Hopes dim for quick end to Kenya's crisis

The African Union chairman headed to Kenya on Tuesday to help end turmoil that has killed almost 500 people, but hopes of a swift breakthrough seemed to falter.

Despite huge international pressure, especially from Western powers, President Mwai Kibaki and opposition leader Raila Odinga have still not met face-to-face since violence erupted after Kibaki's disputed re-election on December 30.

Odinga says mediation by AU chairman John Kufuor, the Ghanaian president, is the only way to end the chaos. He says Kibaki stole the December 27 election and must step down and make way for a new vote after a transitional period.

Kufuor left Accra on Tuesday and was due later in Nairobi.

But Kibaki, who has offered a government of national unity, is reluctant to accept mediation and has invited Odinga to alternative talks on Friday. Officials here said Kufuor would leave after barely 24 hours.

Odinga's opposition Orange Democratic Movement (ODM) said it would reject any talks with Kibaki without a mediator.

"Mr Odinga has categorically ruled out any bilateral meeting with Mr Kibaki unless it is conducted through an international mediator," said the opposition leader's spokesman, Salim Lone.

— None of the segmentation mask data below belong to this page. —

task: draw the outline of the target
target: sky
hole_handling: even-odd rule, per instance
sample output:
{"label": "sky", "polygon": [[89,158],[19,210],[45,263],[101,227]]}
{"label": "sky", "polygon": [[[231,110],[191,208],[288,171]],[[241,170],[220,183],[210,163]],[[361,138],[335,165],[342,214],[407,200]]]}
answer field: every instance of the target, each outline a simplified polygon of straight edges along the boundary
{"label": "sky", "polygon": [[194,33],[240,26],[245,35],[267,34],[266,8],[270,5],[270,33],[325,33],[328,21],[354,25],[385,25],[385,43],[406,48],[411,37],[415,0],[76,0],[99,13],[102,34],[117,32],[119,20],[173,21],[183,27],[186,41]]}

Odinga called off nationwide protests to allow time for mediation to work, but says they will resume if it fails.

He says police have killed hundreds during protests.

ECONOMIC COST

As the two sides squabbled, to the dismay of many ordinary Kenyans, Finance Minister Amos Kimunya told Reuters he estimated the turmoil could have cost east Africa's biggest economy around $1 billion.

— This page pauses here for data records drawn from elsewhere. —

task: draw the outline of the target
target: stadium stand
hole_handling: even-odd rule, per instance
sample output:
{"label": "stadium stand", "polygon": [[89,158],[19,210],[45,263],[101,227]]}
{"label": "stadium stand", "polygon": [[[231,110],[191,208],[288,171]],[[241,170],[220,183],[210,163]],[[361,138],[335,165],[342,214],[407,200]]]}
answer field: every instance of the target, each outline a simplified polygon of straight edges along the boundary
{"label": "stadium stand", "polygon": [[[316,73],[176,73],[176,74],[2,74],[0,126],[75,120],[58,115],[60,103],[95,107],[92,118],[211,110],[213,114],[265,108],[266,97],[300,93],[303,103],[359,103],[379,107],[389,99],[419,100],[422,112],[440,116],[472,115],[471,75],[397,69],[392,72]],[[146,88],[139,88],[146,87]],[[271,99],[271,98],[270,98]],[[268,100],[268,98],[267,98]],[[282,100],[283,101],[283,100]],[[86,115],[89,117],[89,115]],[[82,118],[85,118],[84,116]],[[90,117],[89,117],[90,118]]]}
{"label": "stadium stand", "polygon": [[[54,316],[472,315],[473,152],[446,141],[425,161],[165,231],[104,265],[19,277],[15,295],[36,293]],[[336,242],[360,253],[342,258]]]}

One of the worst crises since Kenya's independence from Britain in 1963 has also badly hit a swathe of central and east African countries dependent on Mombasa port on the Indian Ocean.

U.S. President George W. Bush welcomed Kufuor's visit to Nairobi and urged both sides to enter the talks in good faith.

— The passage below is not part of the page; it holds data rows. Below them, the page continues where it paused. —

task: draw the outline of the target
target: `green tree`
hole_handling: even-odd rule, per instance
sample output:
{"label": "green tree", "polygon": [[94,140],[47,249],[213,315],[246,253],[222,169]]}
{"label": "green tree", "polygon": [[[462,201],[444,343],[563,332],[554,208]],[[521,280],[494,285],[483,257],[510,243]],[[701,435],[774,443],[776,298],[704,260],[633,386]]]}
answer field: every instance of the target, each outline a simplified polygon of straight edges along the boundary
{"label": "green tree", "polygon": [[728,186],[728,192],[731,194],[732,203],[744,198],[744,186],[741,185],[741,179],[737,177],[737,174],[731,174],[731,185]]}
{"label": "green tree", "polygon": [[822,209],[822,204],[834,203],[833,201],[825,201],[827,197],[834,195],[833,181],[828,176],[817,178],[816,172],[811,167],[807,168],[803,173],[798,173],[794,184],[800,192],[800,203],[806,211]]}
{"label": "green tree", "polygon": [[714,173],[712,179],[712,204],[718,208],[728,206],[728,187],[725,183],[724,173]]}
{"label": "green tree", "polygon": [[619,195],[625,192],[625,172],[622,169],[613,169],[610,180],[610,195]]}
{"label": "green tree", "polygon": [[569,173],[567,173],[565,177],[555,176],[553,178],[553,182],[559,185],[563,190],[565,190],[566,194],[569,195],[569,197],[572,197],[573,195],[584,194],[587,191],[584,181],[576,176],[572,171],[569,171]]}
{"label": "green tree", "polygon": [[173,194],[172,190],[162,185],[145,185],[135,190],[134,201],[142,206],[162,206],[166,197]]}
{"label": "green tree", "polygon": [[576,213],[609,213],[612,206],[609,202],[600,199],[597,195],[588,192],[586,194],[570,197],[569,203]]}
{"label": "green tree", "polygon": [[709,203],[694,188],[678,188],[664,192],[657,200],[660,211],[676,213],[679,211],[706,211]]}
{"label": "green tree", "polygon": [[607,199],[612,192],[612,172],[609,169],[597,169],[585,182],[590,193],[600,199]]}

"I condemn the use of violence as a political tool and appeal to both sides to engage in peaceful dialogue aimed at finding a lasting political solution," Bush said in a statement.

Britain also pressed Kibaki and Odinga to find a solution.

Foreign Secretary David Miliband told parliament Kufuor "needs Kenyan leaders ready to engage. Fail to compromise and they will forfeit the confidence, goodwill and support of their own people and the international community".

Jendayi Frazer, Washington's top diplomat for Africa, also issued a stinging rebuke to political leaders.

Kenyans "have been cheated by their leadership and their institutions", she said.

On Tuesday, four former African presidents, including Joaquim Chissano of Mozambique, visited the western town of Eldoret, in the area worst hit by ethnic killings.

They told refugees they were pressing for peaceful negotiations so they could return home. Officials say 255,000 people have been displaced by the violence.

Relatives were still retrieving bodies in the area.

"I'm waiting to find my brother," said Robert Ruto, 22, through a piece of cloth wrapped around his nose and mouth.

Faith Wairimu broke down in sobs as she stumbled across her husband's dismembered body in a field late on Monday. He was hacked to death in the same attack near Eldoret in which 30 people were burned to death in a church.

Aid agencies were erecting makeshift plastic tents in fields and rushing food, blankets, medicines and water to tens of thousands of refugees. Many are sleeping outdoors in the cold after their houses were burned down.

Odinga had looked on course to win the election until Kibaki, 76, was handed a narrow victory. Both sides alleged widespread rigging and international observers say the poll fell short of democratic standards.